Green Lung – This Heaten Land (2023)

Incomicio la recensione, incensando ancora il precedente lavoro dei Green Lung: Black Harvest era/è un disco che non stufa. Se togliamo la tendenza spinta di Tom Templar di suonare più Ozzy di Ozzy, il secondo LP della band inglese era un reale colpo al torace e quindi onore e gloria alla compagine londinese. La prova del terzo disco, il qui presente This Heaten Land, mi è risultata più difficile da recensire. I singoli hanno sollevato delle aspettative enormi che, parere di questo inizio novembre, il disco nella sua interezza non ha rispettato al 100%: un buon 95%, ma non il 100%.
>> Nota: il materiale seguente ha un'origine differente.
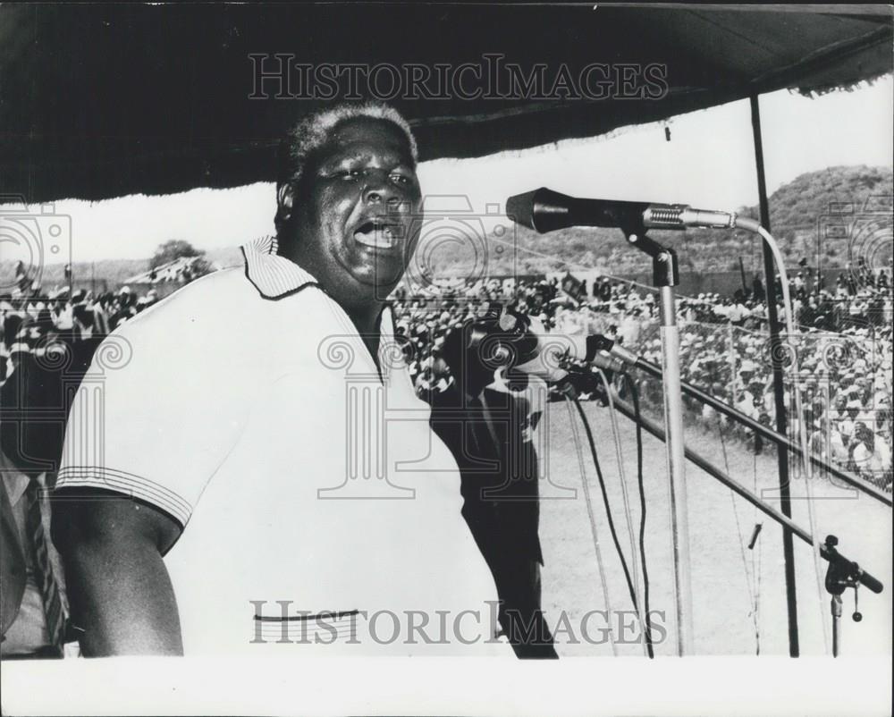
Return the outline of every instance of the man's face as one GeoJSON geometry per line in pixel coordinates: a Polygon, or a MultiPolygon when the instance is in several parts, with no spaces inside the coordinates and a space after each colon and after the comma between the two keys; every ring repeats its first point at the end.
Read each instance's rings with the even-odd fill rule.
{"type": "Polygon", "coordinates": [[[296,189],[288,255],[343,305],[384,299],[412,257],[421,192],[407,139],[392,122],[342,123],[296,189]]]}

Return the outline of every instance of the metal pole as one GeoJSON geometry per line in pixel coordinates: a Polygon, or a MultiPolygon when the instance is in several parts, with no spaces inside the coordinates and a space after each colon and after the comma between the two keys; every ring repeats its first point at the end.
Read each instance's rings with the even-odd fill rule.
{"type": "Polygon", "coordinates": [[[841,647],[841,595],[832,595],[832,657],[838,657],[841,647]]]}
{"type": "MultiPolygon", "coordinates": [[[[751,127],[755,138],[755,162],[757,169],[757,191],[761,205],[761,224],[770,231],[770,204],[767,201],[767,182],[763,173],[763,141],[761,137],[761,110],[757,95],[751,96],[751,127]]],[[[786,432],[785,386],[782,383],[781,341],[779,316],[776,311],[776,274],[773,270],[773,255],[766,241],[763,249],[763,275],[767,284],[767,315],[770,319],[770,356],[773,370],[773,398],[776,407],[776,431],[786,432]]],[[[791,493],[789,488],[789,452],[785,446],[777,443],[776,455],[780,476],[780,510],[786,518],[791,518],[791,493]]],[[[797,595],[795,581],[795,545],[791,533],[782,531],[782,555],[785,560],[786,604],[789,614],[789,654],[797,657],[800,654],[797,636],[797,595]]]]}
{"type": "MultiPolygon", "coordinates": [[[[668,257],[670,260],[670,257],[668,257]]],[[[659,289],[662,306],[664,420],[667,426],[668,487],[670,496],[670,535],[674,552],[677,612],[677,654],[693,654],[692,580],[689,573],[689,522],[686,494],[686,443],[683,437],[683,397],[679,378],[679,329],[673,286],[659,289]]]]}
Mountain Throne è ancora adesso LA traccia di questo LP: un riffaccio baffuto e cazzuto e Templar che non gioca troppo all’Ozzy ma si sgola come dovrebbe fare più spesso, perchè la voce ce l’ha e di Ozzy ne abbiamo già avuto uno e, come sempre, mi basta e avanza. Non è una critica brutale, visto che il singer londinese ha ottime corde vocali, ma quando sposta il tiro su tonalità leggermente diverse dal Madman, ecco che ne esce una Mountain Throne. Maxine (Whitch Queen) mi aveva lasciato all’inizio più perplesso ma è una di quelle tracce stronze che dopo un po’ di volte mi son trovato a canticchiare senza rendermene conto. Tanto di cappello.
Adesso vengo al disco in sè. Si sente sempre un bel po’ di Sabbath e di Iommi nei Green Lung, e questo è sempre garanzia di qualità, ma ci odoro anche una maggiore fragranza Deep Purple, con organo/tastiere/sintetizzatori attivi, propositivi e intriganti. Un mix che funziona sotto moltissimi punti di vista, se a tutto ci mischiamo un certo retroterra folk da Inghilterra rurale, allora abbiamo in mano un potenziale bis di Black Harvest.
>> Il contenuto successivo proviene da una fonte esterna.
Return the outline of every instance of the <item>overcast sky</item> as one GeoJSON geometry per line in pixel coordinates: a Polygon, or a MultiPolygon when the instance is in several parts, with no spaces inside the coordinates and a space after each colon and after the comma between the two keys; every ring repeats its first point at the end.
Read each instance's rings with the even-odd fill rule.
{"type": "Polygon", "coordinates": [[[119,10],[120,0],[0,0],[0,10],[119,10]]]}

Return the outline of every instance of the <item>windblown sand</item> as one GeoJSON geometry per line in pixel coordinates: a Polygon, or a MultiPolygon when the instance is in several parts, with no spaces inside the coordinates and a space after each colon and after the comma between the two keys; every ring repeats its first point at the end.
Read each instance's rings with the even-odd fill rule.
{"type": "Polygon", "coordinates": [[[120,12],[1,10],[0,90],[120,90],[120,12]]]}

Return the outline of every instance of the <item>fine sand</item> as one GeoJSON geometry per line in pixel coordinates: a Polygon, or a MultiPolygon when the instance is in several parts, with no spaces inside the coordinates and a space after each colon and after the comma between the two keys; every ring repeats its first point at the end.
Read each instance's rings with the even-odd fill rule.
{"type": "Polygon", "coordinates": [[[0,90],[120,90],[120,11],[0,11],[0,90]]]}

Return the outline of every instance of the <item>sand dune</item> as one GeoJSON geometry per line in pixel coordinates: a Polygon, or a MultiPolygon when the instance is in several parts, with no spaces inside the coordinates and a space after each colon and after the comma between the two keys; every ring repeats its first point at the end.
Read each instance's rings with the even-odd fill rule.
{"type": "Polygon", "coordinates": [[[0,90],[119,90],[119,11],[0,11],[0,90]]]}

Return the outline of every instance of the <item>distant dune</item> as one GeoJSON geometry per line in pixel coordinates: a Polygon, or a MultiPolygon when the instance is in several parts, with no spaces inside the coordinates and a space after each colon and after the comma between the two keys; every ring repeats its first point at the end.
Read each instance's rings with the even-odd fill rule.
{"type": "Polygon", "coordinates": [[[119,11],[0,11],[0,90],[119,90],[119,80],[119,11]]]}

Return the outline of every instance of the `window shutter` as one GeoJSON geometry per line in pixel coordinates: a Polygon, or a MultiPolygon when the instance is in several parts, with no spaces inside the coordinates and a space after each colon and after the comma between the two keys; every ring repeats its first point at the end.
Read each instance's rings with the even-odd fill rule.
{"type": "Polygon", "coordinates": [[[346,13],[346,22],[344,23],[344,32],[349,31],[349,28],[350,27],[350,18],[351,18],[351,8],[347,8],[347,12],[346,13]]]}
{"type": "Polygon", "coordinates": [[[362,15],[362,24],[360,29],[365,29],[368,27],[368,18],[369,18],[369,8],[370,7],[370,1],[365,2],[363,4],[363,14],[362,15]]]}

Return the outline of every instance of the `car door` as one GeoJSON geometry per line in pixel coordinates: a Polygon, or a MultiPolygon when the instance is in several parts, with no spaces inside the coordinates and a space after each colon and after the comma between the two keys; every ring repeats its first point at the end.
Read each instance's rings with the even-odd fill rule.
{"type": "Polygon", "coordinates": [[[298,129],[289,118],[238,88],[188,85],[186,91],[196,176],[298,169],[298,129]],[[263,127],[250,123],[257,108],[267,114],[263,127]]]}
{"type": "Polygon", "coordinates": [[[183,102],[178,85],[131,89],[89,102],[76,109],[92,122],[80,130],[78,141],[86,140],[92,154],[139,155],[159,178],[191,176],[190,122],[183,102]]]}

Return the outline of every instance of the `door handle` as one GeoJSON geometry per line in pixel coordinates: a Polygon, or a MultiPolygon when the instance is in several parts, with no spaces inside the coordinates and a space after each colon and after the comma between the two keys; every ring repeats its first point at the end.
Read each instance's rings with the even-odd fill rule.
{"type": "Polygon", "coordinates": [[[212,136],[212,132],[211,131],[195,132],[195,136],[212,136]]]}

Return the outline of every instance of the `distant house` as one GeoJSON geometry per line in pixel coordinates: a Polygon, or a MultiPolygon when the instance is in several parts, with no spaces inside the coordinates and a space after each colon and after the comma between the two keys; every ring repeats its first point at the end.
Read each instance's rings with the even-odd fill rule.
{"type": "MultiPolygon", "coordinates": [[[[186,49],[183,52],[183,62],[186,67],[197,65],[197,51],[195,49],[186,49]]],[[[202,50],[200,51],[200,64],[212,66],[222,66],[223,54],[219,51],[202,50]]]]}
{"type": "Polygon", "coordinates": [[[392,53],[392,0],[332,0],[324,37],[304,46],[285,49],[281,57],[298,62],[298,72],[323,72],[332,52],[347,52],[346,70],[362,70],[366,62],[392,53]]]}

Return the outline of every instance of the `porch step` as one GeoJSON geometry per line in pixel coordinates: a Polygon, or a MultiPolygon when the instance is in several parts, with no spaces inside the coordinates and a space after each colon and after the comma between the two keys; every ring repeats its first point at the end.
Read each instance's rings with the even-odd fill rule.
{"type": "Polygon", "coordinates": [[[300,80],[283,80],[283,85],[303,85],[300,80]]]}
This Heaten Land pompa alla grossa fino a Maxine, arrivando a One for Sorrow con uno dei riff più pesanti in assoluto di questo disco: ve lo dico subito, Scott Black e Joseph Ghast devono essersi divertiti a sfondare gli amplificatori. Il problema è che One for Sorrow mi piace ma non mi scalda poi troppo l’animo. Da qua i Green Lung puntano tutto su Hunters in the Sky, chev è buona per carità, ma boh, e si inventano un colpo gobbo come la sabbatica (non la band”) Song of the Stones. Bella, tipica canzone in cui si respira la campagna inglese, la nebbia e tutto il ritualismo pagano che attraversava l’Inghilterra dei tempi che furono.
Ad essere sincero, tutto tira la volata a Oceans of Time, che è il motivo del giudizio “tranciante” sul singolo Hunters in the Sky. Oceans of Time semplicemente vibra di sonorità inglesi e chiude il disco con un crescendo.
This Heaten Land crescerà con gli ascolti e son quasi convinto che da qua a qualche mese mi mangio una merda pensando ad aver definito One for Sorrow buona ma boh, ma un confronto bruciante fra This Heaten Land e Black Harvest finisce per far vincere il secondo LP, secondo me più compatto e cazzuto, anche se forse più naive di questo.
In ogni caso, i Green Lung si confermano una di quelle band da sentire e consigliare agli amici. Perchè la buona musica deve essere condivisa.